Rektörlüğü zamanında İnönü Üniversitesinden öğrenciler davet etmişti bir konuşma için. Atatürk ve Bilim üzerine tartışmıştık. Fatih bey de lütfedip gelmişti dinlemeye. Sohbet etmiştik, üniversiteyi gezdirmişti, kütüphaneyi, merkez laboratuvarını.. Eşraf ve dini derneklerin kıskaç altına aldığı Malatya’da İnönü Üniversitesi’nin yıldızını parlatmıştı..
***
Şimdi Silivri tutsakları arasında. 3,5 yıldır! Suçunu sormayın, onlar için “suçun ne” demek bile ayıpların en büyüğüdür! Siyasi tutuklamaların suçu yoktur, olamaz; hukuk yoktur burada, sadece intikam duygusu vardır; işte bunu sorabilirsiniz: İntikam tutuklamasının nedeni nedir?
Bahanesi, 2007’de yaptığı konuşma! Bahanesi dedim, çünkü 2007’de yaptığı konuşmadan dolayı 2 yıl sonra tutuklanıyor! VE bundan 4 ay sonra da konuşmadan kulaktan dolma sözleri yarım yamalak iddianameye koyuyor malum savcılar! Konuşmanın tam metnini mahkeme, tutuklamadan 2 yıl sonra emniyetten istiyor! Mahkeme, ellerine ulaştıktan bir yıl sonra konuşma CD’sinin metne aktarılması kararını veriyor!
Mahkemeyi “bu adam ne dedi de tutukladık” konusu hiç mi hiç ilgilendirmiyor. Dosyaya giren konuşma metnini bile okuduklarına inanasım gelmiyor!
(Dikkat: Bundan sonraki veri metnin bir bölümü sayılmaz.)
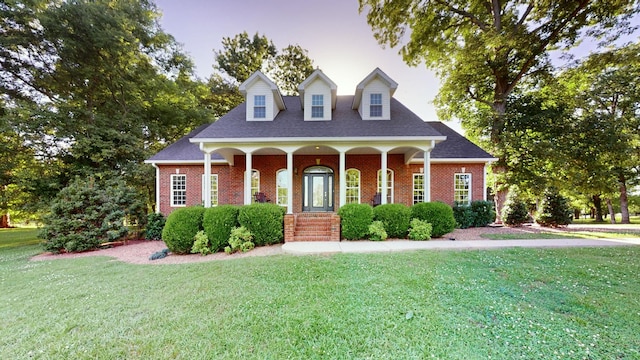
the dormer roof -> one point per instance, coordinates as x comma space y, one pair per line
318, 75
375, 74
259, 76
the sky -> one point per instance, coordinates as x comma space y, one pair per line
337, 36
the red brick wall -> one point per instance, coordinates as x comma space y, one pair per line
231, 178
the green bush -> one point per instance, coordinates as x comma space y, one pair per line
420, 230
88, 213
395, 218
514, 212
438, 214
239, 240
483, 213
376, 231
155, 224
201, 244
218, 222
181, 227
555, 210
464, 215
265, 221
355, 220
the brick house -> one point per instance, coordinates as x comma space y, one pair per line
317, 151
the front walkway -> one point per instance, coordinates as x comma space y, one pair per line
329, 247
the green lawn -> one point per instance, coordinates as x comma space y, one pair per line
503, 304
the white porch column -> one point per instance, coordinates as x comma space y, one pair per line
289, 183
343, 179
427, 176
384, 178
247, 179
207, 180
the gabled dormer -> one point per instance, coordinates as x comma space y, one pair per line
317, 96
373, 96
262, 98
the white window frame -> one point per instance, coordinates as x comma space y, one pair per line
350, 186
458, 191
282, 200
259, 103
214, 189
390, 185
317, 106
375, 105
174, 190
418, 192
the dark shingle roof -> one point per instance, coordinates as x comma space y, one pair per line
345, 123
456, 146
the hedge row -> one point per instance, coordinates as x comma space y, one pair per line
264, 221
396, 218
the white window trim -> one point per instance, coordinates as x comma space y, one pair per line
286, 188
359, 200
171, 189
415, 175
390, 194
214, 193
470, 187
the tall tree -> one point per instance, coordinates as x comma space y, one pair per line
241, 56
483, 49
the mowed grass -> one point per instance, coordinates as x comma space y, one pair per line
500, 304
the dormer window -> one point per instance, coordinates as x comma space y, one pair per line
317, 106
375, 106
259, 107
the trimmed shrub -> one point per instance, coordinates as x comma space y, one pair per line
218, 222
438, 214
355, 220
420, 230
395, 218
155, 224
555, 210
265, 221
88, 213
377, 231
464, 215
201, 244
514, 212
181, 227
483, 213
239, 240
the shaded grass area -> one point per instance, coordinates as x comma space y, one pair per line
18, 237
562, 235
513, 303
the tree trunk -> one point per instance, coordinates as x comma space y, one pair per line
597, 204
624, 202
5, 221
611, 212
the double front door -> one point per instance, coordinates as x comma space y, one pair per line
317, 189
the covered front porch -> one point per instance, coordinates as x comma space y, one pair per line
322, 177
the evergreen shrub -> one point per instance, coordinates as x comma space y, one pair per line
514, 212
218, 222
181, 227
438, 214
483, 213
355, 220
155, 224
376, 231
265, 221
556, 210
420, 230
88, 213
395, 218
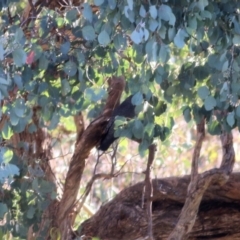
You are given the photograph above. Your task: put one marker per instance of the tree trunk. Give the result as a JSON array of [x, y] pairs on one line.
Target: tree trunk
[[124, 218]]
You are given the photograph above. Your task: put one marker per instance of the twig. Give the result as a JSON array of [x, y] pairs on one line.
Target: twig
[[194, 196], [148, 189], [199, 185]]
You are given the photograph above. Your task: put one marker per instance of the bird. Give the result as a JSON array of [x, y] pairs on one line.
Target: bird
[[125, 109]]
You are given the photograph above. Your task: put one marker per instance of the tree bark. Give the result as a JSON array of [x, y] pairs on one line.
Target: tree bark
[[124, 218]]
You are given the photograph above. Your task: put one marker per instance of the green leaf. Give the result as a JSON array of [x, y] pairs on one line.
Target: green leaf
[[4, 81], [98, 2], [130, 4], [72, 15], [142, 11], [231, 119], [14, 119], [3, 210], [7, 131], [87, 12], [238, 111], [30, 212], [2, 51], [18, 81], [19, 34], [214, 128], [103, 38], [19, 57], [201, 72], [149, 129], [120, 42], [88, 33], [179, 38], [112, 4], [187, 114], [137, 99], [163, 53], [94, 94], [7, 155], [43, 63], [153, 24], [202, 4], [209, 103], [66, 88], [225, 66], [20, 108], [60, 21], [65, 47], [70, 68], [153, 11], [165, 13], [203, 92], [137, 129], [137, 36]]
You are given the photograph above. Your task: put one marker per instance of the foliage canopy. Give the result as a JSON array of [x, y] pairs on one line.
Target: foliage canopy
[[182, 55]]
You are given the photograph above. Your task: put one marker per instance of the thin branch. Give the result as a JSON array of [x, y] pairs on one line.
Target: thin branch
[[195, 192], [148, 189]]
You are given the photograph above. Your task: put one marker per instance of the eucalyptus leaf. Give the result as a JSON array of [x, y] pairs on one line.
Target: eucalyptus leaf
[[103, 38], [209, 103], [88, 33]]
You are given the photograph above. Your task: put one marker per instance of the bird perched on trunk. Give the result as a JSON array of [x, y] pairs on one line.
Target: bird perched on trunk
[[125, 109]]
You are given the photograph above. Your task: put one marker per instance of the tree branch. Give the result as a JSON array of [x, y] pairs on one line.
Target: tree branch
[[89, 139]]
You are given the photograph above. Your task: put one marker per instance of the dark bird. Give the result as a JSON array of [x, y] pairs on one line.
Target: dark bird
[[125, 109]]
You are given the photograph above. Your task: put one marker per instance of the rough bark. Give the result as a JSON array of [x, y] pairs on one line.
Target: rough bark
[[123, 217], [88, 139]]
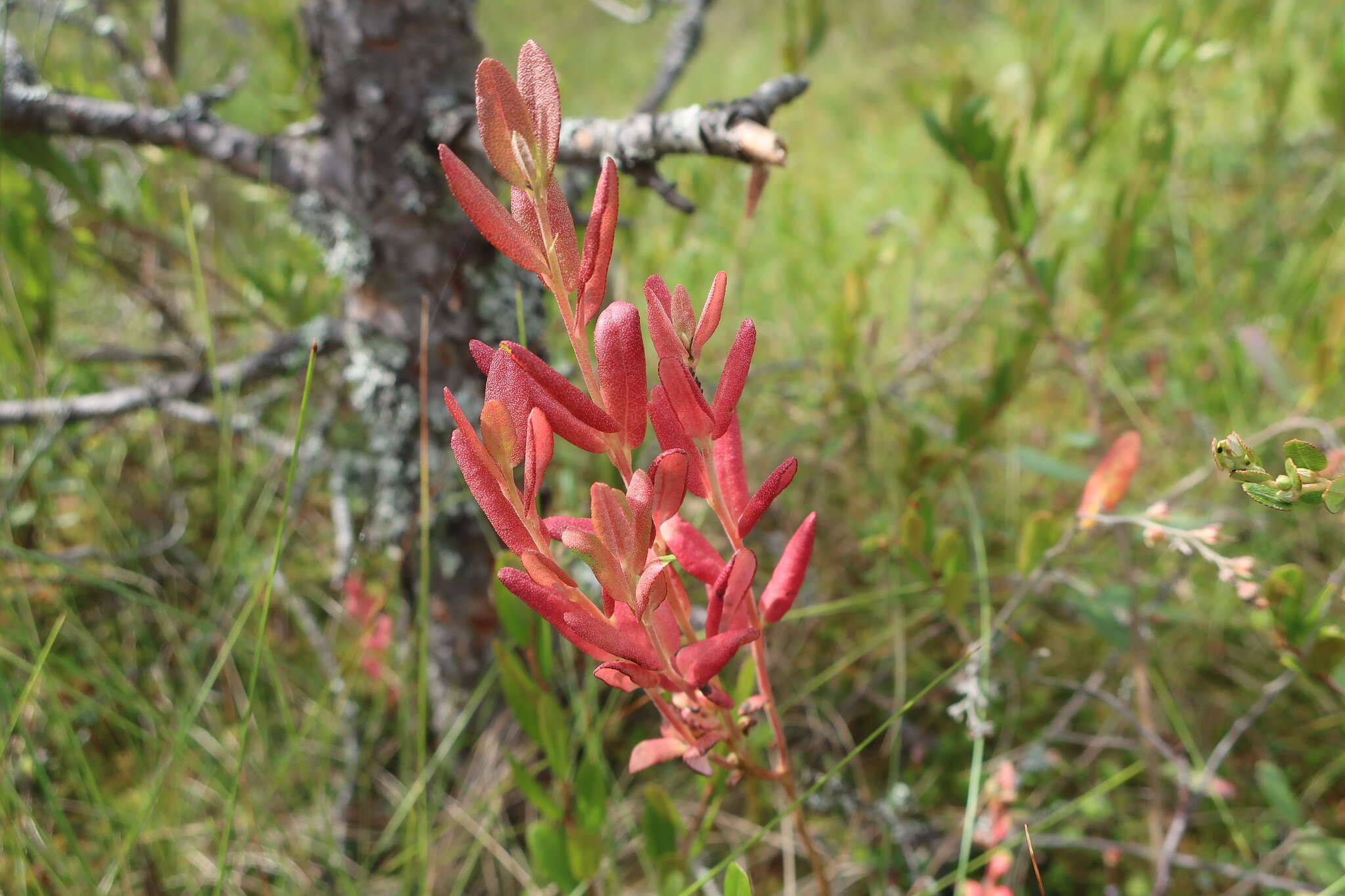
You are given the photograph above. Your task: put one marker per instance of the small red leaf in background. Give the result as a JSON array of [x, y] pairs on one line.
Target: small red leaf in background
[[686, 398], [598, 244], [489, 215], [731, 468], [692, 550], [500, 113], [651, 753], [621, 370], [761, 503], [735, 377], [542, 96], [701, 661], [485, 486], [783, 587], [1110, 479], [709, 314]]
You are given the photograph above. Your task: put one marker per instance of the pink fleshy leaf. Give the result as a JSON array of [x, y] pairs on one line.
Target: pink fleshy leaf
[[651, 753], [552, 606], [509, 386], [658, 303], [482, 354], [709, 314], [693, 550], [667, 429], [489, 215], [485, 486], [636, 676], [701, 661], [669, 477], [776, 482], [556, 526], [730, 589], [735, 377], [604, 636], [539, 446], [598, 244], [565, 393], [542, 96], [731, 468], [686, 398], [783, 587], [500, 113], [621, 370]]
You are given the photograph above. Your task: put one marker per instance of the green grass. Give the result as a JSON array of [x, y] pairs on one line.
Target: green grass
[[129, 685]]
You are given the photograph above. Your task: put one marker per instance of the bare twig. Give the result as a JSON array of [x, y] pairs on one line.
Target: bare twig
[[1179, 860], [1162, 872], [682, 43], [284, 355]]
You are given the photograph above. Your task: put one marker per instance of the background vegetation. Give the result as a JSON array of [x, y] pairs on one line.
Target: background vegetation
[[1133, 223]]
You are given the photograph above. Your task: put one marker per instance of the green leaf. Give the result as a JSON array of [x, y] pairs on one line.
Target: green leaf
[[1305, 454], [548, 856], [736, 882], [554, 735], [1334, 496], [584, 849], [661, 824], [1278, 793], [1268, 495], [521, 692], [1038, 536], [591, 794], [1328, 652], [535, 792]]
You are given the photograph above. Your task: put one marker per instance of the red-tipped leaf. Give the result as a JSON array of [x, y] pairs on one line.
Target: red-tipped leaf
[[539, 446], [735, 377], [598, 244], [731, 468], [701, 661], [489, 215], [711, 314], [783, 587], [621, 370], [500, 113], [686, 398], [776, 482], [542, 96], [693, 550], [485, 486]]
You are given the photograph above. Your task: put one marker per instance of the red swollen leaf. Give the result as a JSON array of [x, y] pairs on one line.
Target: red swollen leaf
[[731, 469], [658, 301], [489, 215], [671, 437], [598, 244], [730, 589], [709, 314], [1110, 479], [651, 753], [621, 370], [693, 550], [485, 486], [783, 587], [776, 482], [500, 113], [735, 377], [686, 398], [537, 454], [701, 661], [565, 393], [542, 96]]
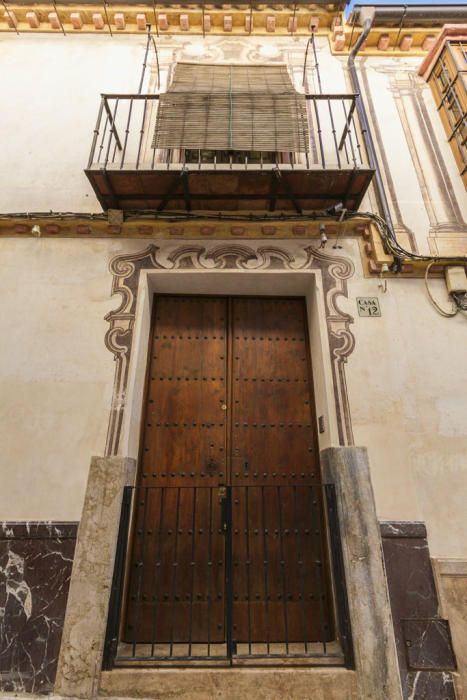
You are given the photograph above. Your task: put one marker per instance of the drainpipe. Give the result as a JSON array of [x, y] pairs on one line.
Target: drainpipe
[[367, 15]]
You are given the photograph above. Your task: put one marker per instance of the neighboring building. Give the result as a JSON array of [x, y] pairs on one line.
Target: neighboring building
[[233, 359]]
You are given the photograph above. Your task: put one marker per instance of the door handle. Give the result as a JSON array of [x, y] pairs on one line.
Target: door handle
[[211, 466], [224, 509]]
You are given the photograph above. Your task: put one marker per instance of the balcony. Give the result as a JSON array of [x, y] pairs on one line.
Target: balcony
[[128, 171]]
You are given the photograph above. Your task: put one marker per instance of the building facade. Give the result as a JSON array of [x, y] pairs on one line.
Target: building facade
[[234, 252]]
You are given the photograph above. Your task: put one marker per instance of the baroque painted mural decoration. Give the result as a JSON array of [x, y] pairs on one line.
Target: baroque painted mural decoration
[[336, 270]]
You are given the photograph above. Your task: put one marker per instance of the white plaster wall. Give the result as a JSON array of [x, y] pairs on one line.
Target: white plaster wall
[[55, 373], [407, 379], [49, 101], [406, 383]]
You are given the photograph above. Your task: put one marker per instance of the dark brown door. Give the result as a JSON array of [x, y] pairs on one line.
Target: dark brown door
[[229, 408]]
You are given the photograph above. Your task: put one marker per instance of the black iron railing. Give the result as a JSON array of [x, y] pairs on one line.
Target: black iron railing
[[227, 575], [125, 127]]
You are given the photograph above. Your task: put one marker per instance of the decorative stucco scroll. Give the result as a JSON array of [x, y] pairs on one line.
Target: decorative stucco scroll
[[126, 269]]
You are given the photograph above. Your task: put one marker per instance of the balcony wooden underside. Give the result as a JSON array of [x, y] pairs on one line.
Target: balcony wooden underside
[[229, 190]]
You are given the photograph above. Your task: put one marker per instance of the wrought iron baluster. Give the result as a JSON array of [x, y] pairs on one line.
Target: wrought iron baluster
[[349, 134], [174, 575], [157, 568], [333, 128], [209, 570], [192, 564], [141, 134], [282, 565], [96, 133], [247, 566], [265, 570], [140, 565], [127, 131], [319, 130], [300, 570]]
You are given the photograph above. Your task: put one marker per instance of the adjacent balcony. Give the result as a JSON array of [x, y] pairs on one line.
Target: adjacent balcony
[[128, 170]]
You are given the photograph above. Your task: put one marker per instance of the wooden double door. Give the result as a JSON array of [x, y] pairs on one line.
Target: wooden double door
[[228, 533]]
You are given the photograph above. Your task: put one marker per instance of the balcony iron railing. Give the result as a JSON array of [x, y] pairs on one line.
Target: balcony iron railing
[[127, 172]]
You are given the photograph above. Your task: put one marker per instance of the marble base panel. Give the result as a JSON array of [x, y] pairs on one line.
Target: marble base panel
[[423, 639], [82, 645], [451, 578], [35, 567], [230, 684], [370, 613]]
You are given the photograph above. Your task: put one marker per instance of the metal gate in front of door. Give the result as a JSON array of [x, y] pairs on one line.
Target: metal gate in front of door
[[227, 575]]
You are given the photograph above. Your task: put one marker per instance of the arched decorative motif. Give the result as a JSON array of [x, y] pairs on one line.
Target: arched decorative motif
[[126, 270]]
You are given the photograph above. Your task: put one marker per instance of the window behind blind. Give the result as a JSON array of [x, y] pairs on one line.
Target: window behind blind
[[232, 107]]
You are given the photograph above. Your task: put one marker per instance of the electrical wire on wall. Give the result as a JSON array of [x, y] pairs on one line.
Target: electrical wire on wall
[[391, 245]]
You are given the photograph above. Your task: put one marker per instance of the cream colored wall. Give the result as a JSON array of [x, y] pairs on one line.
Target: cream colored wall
[[406, 383], [406, 380], [406, 377], [55, 373]]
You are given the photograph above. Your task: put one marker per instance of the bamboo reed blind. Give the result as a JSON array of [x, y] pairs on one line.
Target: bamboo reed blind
[[232, 107]]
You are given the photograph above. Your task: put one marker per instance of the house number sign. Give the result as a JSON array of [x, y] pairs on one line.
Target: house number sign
[[368, 306]]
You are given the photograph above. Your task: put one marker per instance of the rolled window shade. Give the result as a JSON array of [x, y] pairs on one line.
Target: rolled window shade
[[232, 107]]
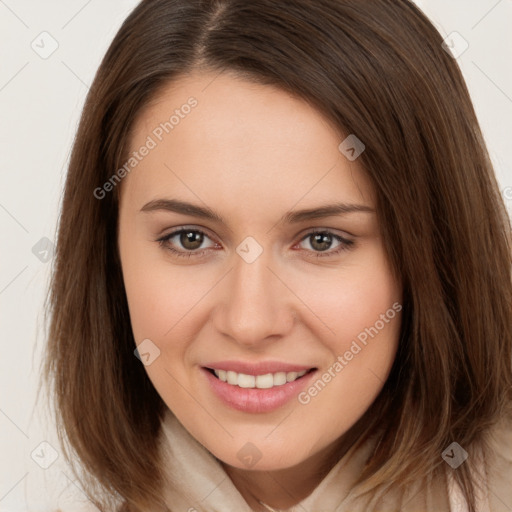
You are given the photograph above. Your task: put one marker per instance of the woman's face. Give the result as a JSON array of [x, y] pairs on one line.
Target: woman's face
[[250, 247]]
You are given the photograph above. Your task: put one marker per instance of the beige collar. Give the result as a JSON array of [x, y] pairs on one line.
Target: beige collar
[[196, 482]]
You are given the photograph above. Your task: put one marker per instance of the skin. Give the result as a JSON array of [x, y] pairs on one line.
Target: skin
[[253, 153]]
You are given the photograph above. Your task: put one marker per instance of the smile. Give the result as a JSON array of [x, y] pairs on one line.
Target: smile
[[257, 388], [267, 381]]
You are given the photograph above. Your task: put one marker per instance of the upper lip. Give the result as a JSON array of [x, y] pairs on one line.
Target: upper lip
[[261, 368]]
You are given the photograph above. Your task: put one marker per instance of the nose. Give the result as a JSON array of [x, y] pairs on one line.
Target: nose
[[256, 307]]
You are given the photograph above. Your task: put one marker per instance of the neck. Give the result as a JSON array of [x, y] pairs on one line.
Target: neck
[[283, 488]]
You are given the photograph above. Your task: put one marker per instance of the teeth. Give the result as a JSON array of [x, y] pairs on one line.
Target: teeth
[[269, 380]]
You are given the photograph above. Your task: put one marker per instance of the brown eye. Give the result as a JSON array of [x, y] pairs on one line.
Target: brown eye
[[191, 240], [325, 243], [321, 241]]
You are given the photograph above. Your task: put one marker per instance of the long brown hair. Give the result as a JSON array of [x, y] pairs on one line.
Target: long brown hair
[[376, 69]]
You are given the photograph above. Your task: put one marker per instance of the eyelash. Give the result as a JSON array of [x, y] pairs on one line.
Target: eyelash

Hakkında verilen emir Tutuklana! idi! 
2007 konuşmasında iktidarın erken seçime gitmesini öneriyor, değil yüzde 34 ile yüzde 95 ile iktidara gelse bile, Cumhuriyetin kuruluş felsefesine uymayan iktidarda kalamaz diyordu..  Birileri diyebilir ki, biraz aşırı kaçmış. Ama Malatyalı avukatlar o tarihte savcılığa suç duyurusunda bulunmuş, savcı da bu konuşma konusunda YÖK’ün karar verebileceğini belirtmiş, YÖK soruşturma açmamış..
Ama konuşma 5 yıl sonra Hilmioğlu’nu “Ergenekon Terör Örgütü” üyesi yapmaya yetti: Sözde ETÖ, Hilmioğlu’na böyle bir konuşma yapki kaos yaratılsın falan demiş! Kim, ne zaman demiş, örgüt üyeliğine belge ve bilgi ile şiddet unsuru neredeymiş.. Şüphesiz bunların hiç biri mahkemeyi, tıpkı savcı gibi, hiç ilgilendirmiyor. Mesele hukuk ve yasa değil çünkü!
***


Aslında, bu konuşma bile bahanenin de bahanesi!
Önemli olan, Fatih Beyin, bilim ve öğrenim yuvasını cemaat ve dinci derneklerin cirit attığı yer olmaktan kurtarması ve çağdaş koşulları yaratmasıdır.. Atatürk Cumhuriyetine bağlılığı ve sevgisidir.. Üniversitesine astığı fotoğraftaki yazı, kaldırılmıştır. Belki de bu yazı nedeniyle bile içeride olabilir! kendisine yöneltilen Askerle ilişki suçlaması (!), acil karaciğer nakli vb için komutanlardan helikopter vb yardım istemesi biçimindedir.
Hilmioğlu, kendi döneminde İnönü Üniversitesini, bilimsel açıdan 53 devlet üniversitesi arasında ikinci duruma yükseltti! Dünyanın ikinci büyük karaciğer nakli merkezini kurdu.
Diyor ki: 
İnönü Üniversitesinde, 2000-2008 yılları arası yaşanılanlar; Eğitimle, çağdaş kuşaklar yetiştirmenin; Bilimle, evrensel düzeylere erişmenin; Sanatla, uygarlık yolunda yükselmenin; Cumhuriyet değerleriyle aydınlığa ulaşmanın bir serüvenidir..
Hilmioğlu’yla, Balbay’ı hapishane ziyaretim sırasında sohbet ettik. Sonra duruşma salonlarında uzaktan selamlaştık, işte bir kaç cümle... Haksızlık, hukuksuzluk, yasadışılık, yüzüne acı bir ifade olarak gelip oturmuştu.. Ayrıca hastaydı ve kaç kez tedavi için hastahaneye sevkedilmişti..
Hilmioğlu’nu içeride tutmak cinayettir!